Experiências - Parte 02 - Raiva e Pobreza

Era como que o sol queimasse a minha pele por inteiro.

Resolvi ir à praia, pisar na areia, tomar um banho de mar e desopilar. Achei uma barraca bacana, bem bonita e aconchegante por sinal e fiquei por lá mesmo. Pedi água de coco e deitei em uma das cadeiras. Era fim de tarde e o dia tinha sido bem puxado e cheio de problemas para resolver, que demandaram de mim muita energia. Por um instante, os olhos pesaram e...

Sonho...

Acordei no meio de uma multidão. Atordoado com o barulho, tapei os ouvidos e tentei observar ao meu redor um lugar em que pudesse me recolher. Nada a minha visão achava e fiquei ali por um bom tempo.

Era uma espécie de rua, estreita e com um fluxo de pessoas que passavam de um lado para o outro. Usavam roupas longas, as mulheres com lenços na cabeça e grandes cestos, os homens usavam algo parecido com um vestido e uns bonés, só que sem a aba na frente. As barracas eram de palha e madeira envelhecida, meio que inacabadas. As carroças eram arrastadas por alguns deles com vasos grandes e algumas com palhas como se fossem fenos. O verde era escasso e as casas pareciam feitas de barro liso, baixas e umas meio que em cima das outras.

Resolvi segui um daqueles fluxos e ver onde ia dar.

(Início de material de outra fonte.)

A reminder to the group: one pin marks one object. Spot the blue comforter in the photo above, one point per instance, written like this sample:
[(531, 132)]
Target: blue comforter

Nada diferente daquilo vinha em minha mente para fazer. Tentei contato com algumas pessoas, mas pareciam que não me entendiam e alguns, na correria, nem paravam para me escutar. Uma experiência bem estranha. Estava mesmo perdido e uma raiva tomou conta de mim. Onde estaria eu naquele momento?

Caminhei quase que toda tarde e já cansado, com sede e com fome, cheguei num lugar que como um raio no pensamento me soou familiar. Mas como isso seria possível? Uma luz que saia pela pequena fresta era o único meio de me orientar naquele momento. Foi quando uma voz, com um teor de raiva me chamou atenção dizendo algo sobre não aceitar mais aquela pobreza que era só sofrimento. Sentei-me debaixo daquele buraco que possivelmente seria uma janela e fiquei a escutar. A voz já rouca de tanto gritar, ainda conseguia externalizar palavras densas sobre a sua vida, questionando o porquê de uns terem mais, outros menos e outros nem isso. A raiva que eu sentia aos poucos foi dando lugar a vergonha. Era impossível não se sensibilizar com toda aquela falta, sendo que eu já tinha tudo o que queria. Quer dizer, naquele momento só estava querendo mesmo saber que lugar era aquele.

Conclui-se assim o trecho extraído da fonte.